Darbe hazırlıklarını denetleyip sonrasında Akıncı Üssü'ne gittiği yönündeki
iddiaları reddeden Sanık Kılıç, o gün çocuklarına okul baktığını ardından
Merkez Orduevi'ne gittiğini belirterek, gittiğini söylediği okulların ve Merkez
Orduevinin kamera kayıtlarının incelenmesini talep etti.
'BU BİR SUİKAST GİRİŞİMİ DEĞİL OLSA OLSA TİYATRO OLUR,
KUMPAS OLUR'
Muğla'da görülen duruşmada Cumhurbaşkanına suikast
girişiminden yargılanan Gökhan Şahin Sönmezateş ve Şükrü Seymen ile toplantı
yaptığı ve bu kişilere talimat verdiği iddialarının da gerçekleri
yansıtmadığını ileri süren Kılıç, "Şükrü Seymen ifadesinin işkence altında
alındığını belirtmiş ve kabul etmemiştir. Sönmezateş ise bu davada verdiği
ifadede yapıldığı söylenen bu toplantıyı kabul etmemiştir. Şükrü Seymen'e
talimat verdiğim söyleniyor. 2 saat önce otelinden ayrıldığı bilinen
Cumhurbaşkanın suikast girişimini anlamak çok zor.
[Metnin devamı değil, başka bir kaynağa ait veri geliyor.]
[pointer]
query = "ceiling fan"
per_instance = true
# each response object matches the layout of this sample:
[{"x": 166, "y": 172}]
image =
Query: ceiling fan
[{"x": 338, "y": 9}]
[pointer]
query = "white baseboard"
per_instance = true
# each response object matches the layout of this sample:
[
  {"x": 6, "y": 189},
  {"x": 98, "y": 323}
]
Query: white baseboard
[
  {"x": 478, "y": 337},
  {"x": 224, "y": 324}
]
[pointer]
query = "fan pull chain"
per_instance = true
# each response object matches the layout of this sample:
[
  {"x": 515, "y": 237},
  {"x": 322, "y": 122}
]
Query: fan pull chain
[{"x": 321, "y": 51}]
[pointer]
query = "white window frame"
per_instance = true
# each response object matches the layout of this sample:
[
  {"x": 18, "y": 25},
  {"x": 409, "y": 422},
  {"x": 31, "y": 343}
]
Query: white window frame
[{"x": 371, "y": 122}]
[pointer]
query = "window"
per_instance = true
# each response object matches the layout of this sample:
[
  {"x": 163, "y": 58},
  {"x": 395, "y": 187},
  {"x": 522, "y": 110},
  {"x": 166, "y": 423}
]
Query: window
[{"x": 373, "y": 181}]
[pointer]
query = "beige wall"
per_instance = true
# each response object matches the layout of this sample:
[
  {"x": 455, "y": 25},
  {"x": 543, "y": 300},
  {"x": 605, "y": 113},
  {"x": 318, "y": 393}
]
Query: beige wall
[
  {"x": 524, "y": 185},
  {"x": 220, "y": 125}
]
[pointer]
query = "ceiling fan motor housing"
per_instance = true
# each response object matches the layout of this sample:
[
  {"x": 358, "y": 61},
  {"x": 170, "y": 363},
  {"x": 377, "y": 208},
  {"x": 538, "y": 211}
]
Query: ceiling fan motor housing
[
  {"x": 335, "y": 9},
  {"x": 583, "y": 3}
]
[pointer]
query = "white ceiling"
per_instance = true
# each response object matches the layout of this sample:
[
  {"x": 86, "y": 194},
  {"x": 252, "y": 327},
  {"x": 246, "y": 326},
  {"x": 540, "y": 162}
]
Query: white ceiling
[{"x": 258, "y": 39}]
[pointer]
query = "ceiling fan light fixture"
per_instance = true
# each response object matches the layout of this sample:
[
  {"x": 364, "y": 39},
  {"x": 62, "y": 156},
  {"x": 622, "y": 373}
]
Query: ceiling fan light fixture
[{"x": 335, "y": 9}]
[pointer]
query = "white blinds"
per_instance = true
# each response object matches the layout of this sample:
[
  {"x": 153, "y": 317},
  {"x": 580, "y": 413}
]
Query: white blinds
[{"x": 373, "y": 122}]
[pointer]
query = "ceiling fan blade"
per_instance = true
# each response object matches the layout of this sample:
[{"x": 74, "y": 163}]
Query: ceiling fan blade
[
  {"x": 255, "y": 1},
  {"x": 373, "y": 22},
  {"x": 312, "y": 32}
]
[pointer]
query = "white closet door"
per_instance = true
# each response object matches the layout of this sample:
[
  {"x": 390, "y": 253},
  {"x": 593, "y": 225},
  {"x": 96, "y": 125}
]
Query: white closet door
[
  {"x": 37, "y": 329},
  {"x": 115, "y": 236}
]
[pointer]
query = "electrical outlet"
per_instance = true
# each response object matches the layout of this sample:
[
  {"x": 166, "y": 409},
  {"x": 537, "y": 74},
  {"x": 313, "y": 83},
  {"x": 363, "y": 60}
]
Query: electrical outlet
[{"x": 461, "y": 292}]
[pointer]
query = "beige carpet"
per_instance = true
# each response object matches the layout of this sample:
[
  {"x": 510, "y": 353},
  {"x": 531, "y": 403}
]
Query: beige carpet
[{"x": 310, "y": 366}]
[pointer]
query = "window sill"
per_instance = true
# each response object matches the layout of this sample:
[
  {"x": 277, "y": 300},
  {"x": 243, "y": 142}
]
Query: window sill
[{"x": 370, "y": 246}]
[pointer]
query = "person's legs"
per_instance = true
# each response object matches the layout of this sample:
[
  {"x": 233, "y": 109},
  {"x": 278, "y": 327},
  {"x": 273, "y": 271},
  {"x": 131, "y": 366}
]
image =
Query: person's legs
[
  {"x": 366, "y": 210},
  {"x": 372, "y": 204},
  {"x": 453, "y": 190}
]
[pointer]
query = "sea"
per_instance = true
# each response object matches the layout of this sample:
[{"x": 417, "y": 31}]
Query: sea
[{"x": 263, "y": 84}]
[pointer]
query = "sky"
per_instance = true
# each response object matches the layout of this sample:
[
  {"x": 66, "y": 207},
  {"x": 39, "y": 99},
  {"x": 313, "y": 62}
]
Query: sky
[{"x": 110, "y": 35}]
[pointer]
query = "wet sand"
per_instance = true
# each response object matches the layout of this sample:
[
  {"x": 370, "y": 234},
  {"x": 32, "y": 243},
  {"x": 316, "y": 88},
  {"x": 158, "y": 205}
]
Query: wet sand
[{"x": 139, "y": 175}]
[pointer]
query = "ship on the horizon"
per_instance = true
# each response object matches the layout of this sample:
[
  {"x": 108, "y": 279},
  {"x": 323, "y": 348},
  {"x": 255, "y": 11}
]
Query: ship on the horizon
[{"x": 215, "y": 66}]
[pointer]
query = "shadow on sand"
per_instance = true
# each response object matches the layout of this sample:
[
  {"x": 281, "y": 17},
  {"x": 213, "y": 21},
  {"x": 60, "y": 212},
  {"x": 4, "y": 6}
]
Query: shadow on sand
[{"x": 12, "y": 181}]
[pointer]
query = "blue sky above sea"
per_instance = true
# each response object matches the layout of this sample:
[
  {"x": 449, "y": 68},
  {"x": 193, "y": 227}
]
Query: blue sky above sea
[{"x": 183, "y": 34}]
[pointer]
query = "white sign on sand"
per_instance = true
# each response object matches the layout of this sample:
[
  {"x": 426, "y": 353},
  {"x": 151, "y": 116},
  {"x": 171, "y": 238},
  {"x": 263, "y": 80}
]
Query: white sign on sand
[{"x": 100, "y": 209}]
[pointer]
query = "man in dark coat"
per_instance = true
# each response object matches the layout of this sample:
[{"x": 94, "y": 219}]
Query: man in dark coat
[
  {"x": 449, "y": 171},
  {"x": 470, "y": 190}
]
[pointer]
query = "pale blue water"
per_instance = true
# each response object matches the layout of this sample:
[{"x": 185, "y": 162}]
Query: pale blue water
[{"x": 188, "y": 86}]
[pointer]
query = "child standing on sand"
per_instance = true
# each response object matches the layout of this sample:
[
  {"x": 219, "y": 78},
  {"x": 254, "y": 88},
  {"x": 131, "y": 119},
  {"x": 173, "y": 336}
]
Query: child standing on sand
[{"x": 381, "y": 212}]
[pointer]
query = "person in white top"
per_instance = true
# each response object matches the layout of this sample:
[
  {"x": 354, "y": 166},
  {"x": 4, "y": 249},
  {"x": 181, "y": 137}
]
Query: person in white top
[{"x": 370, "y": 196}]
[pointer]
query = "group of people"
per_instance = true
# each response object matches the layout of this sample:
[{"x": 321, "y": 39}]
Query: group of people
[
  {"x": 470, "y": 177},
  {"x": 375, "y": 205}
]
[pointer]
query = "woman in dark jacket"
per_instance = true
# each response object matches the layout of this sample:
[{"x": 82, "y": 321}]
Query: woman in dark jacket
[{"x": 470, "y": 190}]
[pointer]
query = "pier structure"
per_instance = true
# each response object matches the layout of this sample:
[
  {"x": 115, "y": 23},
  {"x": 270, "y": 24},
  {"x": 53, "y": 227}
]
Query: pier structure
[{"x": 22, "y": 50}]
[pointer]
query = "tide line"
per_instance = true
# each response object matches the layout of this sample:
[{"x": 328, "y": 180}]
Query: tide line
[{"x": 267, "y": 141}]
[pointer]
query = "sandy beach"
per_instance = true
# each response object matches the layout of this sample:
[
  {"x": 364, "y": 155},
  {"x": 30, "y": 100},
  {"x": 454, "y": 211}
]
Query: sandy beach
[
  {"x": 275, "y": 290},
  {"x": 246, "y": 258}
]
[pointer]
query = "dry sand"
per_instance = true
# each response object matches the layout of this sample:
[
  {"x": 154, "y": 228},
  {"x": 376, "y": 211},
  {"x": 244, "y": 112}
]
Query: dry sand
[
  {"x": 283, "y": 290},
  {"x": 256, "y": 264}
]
Bunun adı suikast olamaz.
Tiyatro olur, kumpas olur" dedi.
Savunmasını, "Tiyatro sanırım halen devam ediyor.
Gelecek günlerde Allah devletimize, milletimize zeval vermesin" şeklinde
tamamlayan sanık Kılıç'ın çapraz sorgusu sürüyor.(SPUTNIK-ULUSAL MEDYA)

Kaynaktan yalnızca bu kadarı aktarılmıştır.